The two people I have been able to spend a lot of time with and watch their frogs over years of time both bred lehmanni from multiple pairs in varying conditions. Neither of them does anything special, all the frog species are in the frogroom and the lehmanni do what they do. No added air conditioning or "montane" environment secrets.

Lehmanni seems best kept in pairs but will breed in groups. I have seen pairs raise young in 10, 18, 20 and 40 gallon tanks. The 40 gallon tank had a group male heavy and popped out a few babies.

The vivs themselves were very simple. No misting, just broms and moss substrate, cheap fluorescent lighting. Best brom seem to be Neo. compacta.

Pairs were the same color or if there was a differant color it was an orange one with a red one. All the young looked like one or the other parent. Lehmanni also seem to produce more females than males in captivity.

I don't know about the elevation and color of the frogs.
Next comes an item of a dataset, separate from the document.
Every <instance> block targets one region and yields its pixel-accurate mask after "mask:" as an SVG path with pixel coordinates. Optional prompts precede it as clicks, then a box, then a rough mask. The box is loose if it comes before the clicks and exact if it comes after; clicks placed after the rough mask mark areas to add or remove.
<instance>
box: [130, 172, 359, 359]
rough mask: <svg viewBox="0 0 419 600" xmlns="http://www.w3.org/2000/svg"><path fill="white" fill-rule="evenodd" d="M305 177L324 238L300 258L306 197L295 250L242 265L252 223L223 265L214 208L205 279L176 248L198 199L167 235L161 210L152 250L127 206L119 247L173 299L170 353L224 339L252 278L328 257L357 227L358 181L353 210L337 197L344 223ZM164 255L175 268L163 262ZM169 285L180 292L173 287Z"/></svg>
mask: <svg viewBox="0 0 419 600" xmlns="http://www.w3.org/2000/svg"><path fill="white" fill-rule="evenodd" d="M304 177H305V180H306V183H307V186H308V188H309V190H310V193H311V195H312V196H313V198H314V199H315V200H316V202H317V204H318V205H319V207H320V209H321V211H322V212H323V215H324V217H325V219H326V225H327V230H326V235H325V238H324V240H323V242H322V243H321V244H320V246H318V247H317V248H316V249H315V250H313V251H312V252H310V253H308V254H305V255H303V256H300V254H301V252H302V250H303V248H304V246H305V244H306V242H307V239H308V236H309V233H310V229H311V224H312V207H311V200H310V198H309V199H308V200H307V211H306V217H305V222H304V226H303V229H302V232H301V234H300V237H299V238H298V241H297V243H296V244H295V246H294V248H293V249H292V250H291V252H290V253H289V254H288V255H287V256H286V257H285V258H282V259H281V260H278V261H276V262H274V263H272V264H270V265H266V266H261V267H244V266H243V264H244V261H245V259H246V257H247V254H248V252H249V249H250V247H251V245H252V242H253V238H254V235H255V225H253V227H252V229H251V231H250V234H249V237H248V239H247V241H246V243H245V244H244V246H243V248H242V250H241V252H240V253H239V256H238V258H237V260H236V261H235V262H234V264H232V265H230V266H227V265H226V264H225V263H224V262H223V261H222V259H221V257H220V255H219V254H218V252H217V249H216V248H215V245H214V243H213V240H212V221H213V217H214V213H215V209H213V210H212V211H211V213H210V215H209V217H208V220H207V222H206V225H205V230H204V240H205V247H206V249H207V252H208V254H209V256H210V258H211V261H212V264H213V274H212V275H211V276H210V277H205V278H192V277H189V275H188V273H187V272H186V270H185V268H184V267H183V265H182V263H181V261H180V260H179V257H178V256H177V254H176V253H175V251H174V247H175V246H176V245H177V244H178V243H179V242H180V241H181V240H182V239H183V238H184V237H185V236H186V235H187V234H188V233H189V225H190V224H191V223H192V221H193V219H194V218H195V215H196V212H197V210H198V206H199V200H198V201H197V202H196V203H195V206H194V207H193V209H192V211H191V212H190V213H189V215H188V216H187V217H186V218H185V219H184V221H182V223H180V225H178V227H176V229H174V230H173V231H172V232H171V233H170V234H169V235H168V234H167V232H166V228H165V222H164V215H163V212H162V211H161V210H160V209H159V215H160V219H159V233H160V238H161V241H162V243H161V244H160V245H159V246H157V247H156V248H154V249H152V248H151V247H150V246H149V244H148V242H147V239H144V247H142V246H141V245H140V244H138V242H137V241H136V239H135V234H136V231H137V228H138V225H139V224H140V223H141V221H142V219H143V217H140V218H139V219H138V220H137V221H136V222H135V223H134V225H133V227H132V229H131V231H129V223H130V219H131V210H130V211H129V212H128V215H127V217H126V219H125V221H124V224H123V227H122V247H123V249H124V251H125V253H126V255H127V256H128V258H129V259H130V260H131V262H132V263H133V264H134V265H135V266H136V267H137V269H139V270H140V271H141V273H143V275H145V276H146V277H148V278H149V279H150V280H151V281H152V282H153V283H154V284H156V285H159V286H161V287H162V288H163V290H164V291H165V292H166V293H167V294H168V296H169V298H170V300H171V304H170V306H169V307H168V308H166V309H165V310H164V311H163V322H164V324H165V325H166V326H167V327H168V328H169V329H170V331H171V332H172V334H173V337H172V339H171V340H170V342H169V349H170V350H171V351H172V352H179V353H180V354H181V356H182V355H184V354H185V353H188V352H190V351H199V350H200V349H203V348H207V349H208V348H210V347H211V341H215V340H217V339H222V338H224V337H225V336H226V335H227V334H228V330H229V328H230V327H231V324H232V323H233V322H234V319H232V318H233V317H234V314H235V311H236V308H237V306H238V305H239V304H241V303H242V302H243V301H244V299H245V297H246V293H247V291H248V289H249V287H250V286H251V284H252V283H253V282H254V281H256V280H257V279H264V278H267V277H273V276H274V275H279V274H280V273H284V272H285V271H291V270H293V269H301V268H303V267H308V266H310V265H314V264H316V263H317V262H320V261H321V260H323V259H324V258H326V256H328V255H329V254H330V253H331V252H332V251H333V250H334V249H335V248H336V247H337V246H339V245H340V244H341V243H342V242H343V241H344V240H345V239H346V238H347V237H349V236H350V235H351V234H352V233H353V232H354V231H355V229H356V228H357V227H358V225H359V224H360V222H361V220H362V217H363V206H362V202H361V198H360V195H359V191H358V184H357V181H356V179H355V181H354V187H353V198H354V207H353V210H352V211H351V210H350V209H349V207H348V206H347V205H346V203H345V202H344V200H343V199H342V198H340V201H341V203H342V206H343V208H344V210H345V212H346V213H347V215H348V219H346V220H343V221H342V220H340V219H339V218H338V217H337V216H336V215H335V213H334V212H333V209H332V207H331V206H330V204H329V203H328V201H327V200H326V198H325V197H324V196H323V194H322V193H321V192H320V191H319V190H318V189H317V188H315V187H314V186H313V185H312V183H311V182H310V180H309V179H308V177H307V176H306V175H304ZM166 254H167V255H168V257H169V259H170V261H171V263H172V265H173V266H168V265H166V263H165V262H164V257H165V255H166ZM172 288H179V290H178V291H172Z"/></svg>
Especially when there are green lehmanni, seen em in the flesh. Maybe if you cross a blue and yellow lehmanni you get green. Thats humor there, can't say there is or isn't a blue one.

In the range this frog comes from which isn't one mountain but many (see Libro Rojo de los Anfibios de Columba, Univ of Columbia press). The frog has been found in depressions along the mountain sides. These were small areas lush in plants and somewhat sheilded from conditions outside or more exposed if you like. Here frogs of the same color would usually be found, small isolated pockets of frogs in a given range of elevation. As an area was traversed differant color morphs would be encountered. 

The frogs don't produce very many offspring and don't seem to be consistant from year to year in the amount of offspring raised. A few come in from overseas but the collective US population is pretty low. 

Lehmanni have an unique shape which is an oddity I have always liked. They look like torpedos with legs. Very symmetrical weiners. Even the females don't get huge. They quack like histos as well. Another thing the males do during sparring matches is jump on each other and pop around the tank while quacking. Sort of dry humping jaunt.

Just some thoughts for the board
ERic


----------